Dr. Michael E. Ruhling conducting the RIT Orchestra

Michael Ruhling

Conductor

Michael E. Ruhling is an associate professor of Fine Arts/Music in the College of Liberal Arts at the Rochester (NY) Institute of Technology, where he has taught a variety of courses in music history and appreciation, and conducted the RIT Orchestra, since 1998. He has also taught courses at the Eastman School of Music, Goshen College, Huntington College, and The Catholic University of America. He received his Ph.D. in historical musicology from The Catholic University of America in 2000, and holds masters degrees in orchestral conducting (U. of Missouri) and music history (U. of Notre Dame). From 2004 to 2009 Dr. Ruhling served on the conducting and lecture faculty of the Classical Music Festival held each August in Eisenstadt, Austria. He has appeared as guest conductor of the Brighton Symphony Orchestra, Prince George's Philharmonic, Finger Lakes Symphony, UNLV Symphony and Opera, Rochester's Air de Cour, and several other orchestras and choirs throughout the country. His book Johann Peter Salomon's Scores of Four Haydn Symphonies: Edition with Commentary was published by the Edwin Mellen Press in 2004, and his essay on the symphonies of Michael Haydn will appear in The Symphonic Repertoire, Vol. 1: The Eighteenth Century Symphony to be published by the Indiana University Press in 2010. He has delivered numerous papers and presented many lecture-performances on 18th and 19th century repertoire and performance practices, and was named the 2008-2009 Christopher Hogwood Historically Informed Performance Fellow by the Boston Handel and Haydn Society, this country's oldest performing ensemble. Dr. Ruhling is the first president of the Haydn Society of North America, is a member of the Haydn Society of Great Britain's Committee of Honour, and recently served as secretary-treasurer of the Society for Eighteenth Century Music. He lives in Irondequoit, New York with his wife Julie, an accomplished pianist, and sons Alexander, Peter, and Nicholas.

Carolyn Goodman

Concert Master

Coming from a family of scientists and musicians, Carolyn Wenk Goodman decided on violin as a career at the urging of her teacher and mentor Bronislaw Gimpel. Her later teachers included Paul Rolland, Andre Gertler and master classes with Isaac Stern.
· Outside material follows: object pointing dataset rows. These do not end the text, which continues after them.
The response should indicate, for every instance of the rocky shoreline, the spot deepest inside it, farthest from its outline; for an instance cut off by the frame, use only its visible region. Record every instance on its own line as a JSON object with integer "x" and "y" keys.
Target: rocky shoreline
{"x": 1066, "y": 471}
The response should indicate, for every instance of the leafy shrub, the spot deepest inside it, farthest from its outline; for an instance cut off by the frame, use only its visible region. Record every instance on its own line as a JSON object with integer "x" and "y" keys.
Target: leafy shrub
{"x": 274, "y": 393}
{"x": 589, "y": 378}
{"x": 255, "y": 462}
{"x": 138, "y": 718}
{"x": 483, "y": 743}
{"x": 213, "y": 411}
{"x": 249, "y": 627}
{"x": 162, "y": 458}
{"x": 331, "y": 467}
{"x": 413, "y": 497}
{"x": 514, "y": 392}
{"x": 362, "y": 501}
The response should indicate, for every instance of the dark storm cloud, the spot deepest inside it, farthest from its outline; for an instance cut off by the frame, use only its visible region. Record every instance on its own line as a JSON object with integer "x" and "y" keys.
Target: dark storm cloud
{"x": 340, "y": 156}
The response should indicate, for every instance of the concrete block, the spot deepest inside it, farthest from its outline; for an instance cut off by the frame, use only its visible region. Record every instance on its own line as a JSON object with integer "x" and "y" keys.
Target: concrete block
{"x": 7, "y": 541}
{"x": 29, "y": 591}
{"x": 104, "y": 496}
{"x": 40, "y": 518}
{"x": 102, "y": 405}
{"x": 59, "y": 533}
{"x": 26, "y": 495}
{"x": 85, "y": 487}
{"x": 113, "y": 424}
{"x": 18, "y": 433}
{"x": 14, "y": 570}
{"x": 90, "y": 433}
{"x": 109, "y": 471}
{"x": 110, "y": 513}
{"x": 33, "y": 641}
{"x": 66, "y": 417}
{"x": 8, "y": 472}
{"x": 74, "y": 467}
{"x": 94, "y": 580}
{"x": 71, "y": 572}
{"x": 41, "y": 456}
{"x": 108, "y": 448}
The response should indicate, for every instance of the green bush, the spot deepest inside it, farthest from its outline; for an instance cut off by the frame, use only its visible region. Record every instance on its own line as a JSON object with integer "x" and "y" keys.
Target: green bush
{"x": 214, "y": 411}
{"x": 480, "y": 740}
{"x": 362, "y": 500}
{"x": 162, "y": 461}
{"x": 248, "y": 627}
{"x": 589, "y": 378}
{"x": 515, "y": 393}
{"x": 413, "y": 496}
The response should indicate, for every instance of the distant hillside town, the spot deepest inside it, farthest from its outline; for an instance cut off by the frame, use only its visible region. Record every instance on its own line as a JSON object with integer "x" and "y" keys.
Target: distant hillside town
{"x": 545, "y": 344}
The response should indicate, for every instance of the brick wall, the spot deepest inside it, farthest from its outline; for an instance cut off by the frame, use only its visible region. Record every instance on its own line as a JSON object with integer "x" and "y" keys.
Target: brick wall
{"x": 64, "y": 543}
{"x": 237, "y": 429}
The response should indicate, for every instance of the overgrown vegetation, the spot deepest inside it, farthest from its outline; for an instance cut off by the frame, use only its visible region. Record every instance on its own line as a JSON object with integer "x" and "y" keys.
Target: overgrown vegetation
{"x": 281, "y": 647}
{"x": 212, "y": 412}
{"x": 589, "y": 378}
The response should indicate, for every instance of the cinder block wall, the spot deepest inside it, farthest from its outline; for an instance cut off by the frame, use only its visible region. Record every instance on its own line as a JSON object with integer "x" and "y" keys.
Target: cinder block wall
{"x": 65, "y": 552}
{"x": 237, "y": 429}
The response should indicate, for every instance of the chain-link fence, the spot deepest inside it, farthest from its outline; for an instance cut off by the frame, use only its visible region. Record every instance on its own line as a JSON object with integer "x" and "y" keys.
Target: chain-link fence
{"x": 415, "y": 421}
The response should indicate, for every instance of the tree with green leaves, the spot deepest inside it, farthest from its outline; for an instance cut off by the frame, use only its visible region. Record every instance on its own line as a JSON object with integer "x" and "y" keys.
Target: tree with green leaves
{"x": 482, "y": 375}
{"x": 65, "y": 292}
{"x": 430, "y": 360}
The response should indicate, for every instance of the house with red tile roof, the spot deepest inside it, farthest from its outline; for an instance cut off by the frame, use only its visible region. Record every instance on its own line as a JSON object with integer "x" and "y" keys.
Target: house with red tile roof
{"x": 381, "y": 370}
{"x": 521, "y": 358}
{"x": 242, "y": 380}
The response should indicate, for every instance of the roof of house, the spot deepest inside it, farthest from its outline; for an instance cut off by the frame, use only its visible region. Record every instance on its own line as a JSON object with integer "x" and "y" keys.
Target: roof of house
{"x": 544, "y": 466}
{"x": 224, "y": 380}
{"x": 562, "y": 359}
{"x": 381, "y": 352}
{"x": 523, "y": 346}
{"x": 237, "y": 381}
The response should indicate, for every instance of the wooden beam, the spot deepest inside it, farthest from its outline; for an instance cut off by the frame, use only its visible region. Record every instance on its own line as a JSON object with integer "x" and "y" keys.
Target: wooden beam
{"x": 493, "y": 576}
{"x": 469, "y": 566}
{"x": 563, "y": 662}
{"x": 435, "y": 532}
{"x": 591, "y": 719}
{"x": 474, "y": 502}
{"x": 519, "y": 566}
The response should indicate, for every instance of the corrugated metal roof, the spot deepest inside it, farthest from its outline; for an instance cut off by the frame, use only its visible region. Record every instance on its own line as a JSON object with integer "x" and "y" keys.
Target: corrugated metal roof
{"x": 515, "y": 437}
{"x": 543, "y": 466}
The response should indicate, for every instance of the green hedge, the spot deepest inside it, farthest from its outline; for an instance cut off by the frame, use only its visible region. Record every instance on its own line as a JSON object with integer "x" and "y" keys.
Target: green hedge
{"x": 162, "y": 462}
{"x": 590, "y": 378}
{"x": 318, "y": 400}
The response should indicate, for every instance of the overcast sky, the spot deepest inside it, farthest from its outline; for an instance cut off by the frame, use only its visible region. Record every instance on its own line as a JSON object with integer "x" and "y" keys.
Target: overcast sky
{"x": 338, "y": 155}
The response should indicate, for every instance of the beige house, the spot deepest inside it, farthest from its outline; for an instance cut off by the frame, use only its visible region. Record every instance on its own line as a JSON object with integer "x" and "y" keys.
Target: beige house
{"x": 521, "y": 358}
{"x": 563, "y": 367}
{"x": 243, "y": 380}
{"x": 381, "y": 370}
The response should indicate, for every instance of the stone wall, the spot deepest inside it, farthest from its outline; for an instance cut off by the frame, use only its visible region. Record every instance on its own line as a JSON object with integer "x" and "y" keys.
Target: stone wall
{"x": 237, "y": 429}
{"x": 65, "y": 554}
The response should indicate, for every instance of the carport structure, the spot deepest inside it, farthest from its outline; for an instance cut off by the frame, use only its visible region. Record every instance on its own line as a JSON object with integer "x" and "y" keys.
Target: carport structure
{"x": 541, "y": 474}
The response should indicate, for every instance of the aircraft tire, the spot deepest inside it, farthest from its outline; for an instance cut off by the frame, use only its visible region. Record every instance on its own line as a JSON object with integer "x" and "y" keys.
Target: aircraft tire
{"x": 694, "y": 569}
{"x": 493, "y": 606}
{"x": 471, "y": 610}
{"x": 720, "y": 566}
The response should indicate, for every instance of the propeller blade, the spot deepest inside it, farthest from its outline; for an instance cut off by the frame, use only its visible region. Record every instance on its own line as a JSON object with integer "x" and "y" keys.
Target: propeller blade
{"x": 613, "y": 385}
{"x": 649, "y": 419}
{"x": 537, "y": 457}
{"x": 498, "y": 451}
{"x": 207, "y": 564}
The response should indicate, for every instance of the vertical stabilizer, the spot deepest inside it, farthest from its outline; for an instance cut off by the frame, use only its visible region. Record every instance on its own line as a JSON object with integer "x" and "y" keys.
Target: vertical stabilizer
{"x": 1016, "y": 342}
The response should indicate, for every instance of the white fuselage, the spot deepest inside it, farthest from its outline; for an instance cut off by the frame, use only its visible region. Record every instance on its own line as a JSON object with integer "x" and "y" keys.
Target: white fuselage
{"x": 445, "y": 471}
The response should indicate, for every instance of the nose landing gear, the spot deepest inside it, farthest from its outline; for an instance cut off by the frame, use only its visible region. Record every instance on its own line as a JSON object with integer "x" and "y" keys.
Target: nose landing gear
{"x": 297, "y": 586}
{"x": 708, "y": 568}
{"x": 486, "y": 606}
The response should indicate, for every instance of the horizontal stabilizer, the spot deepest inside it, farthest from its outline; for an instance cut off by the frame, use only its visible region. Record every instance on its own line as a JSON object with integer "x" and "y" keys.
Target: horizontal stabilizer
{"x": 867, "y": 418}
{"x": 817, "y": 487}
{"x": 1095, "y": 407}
After completing a M.Mus. in violin/viola performance and pedagogy at the University of Illinois, Carolyn went to Europe for five years to play in the first violin section of the Amsterdam Philharmonic. Since returning to America, she has been active in New York City, performing such diverse music as orchestral, chamber, opera, ballet, Broadway shows and jazz, while specializing in American contemporary music in a long running concert series at Carnegie Hall. She considers herself fortunate to have performed with and learned from such greats as David Oistrakh, Leonard Bernstein, Arthur Rubinstein, Yehudi Menuhin, Yo-Yo Ma, Winton Marsalis (Jazz at Lincoln Center) Ray Charles, Eubie Blake, and, presently, with Itzaak Perlman for a three year period. Carolyn has recorded for film, radio, TV and on CD with, among others, Phillip Glass, Brian Eno, Keith Jarrett,and Sir Roland Hanna on Nonesuch, London and Philips labels. Carolyn lives with her family in Pittsford and enjoys traveling to Massachussetts to watch her daughter Sarah play softball for Smith College.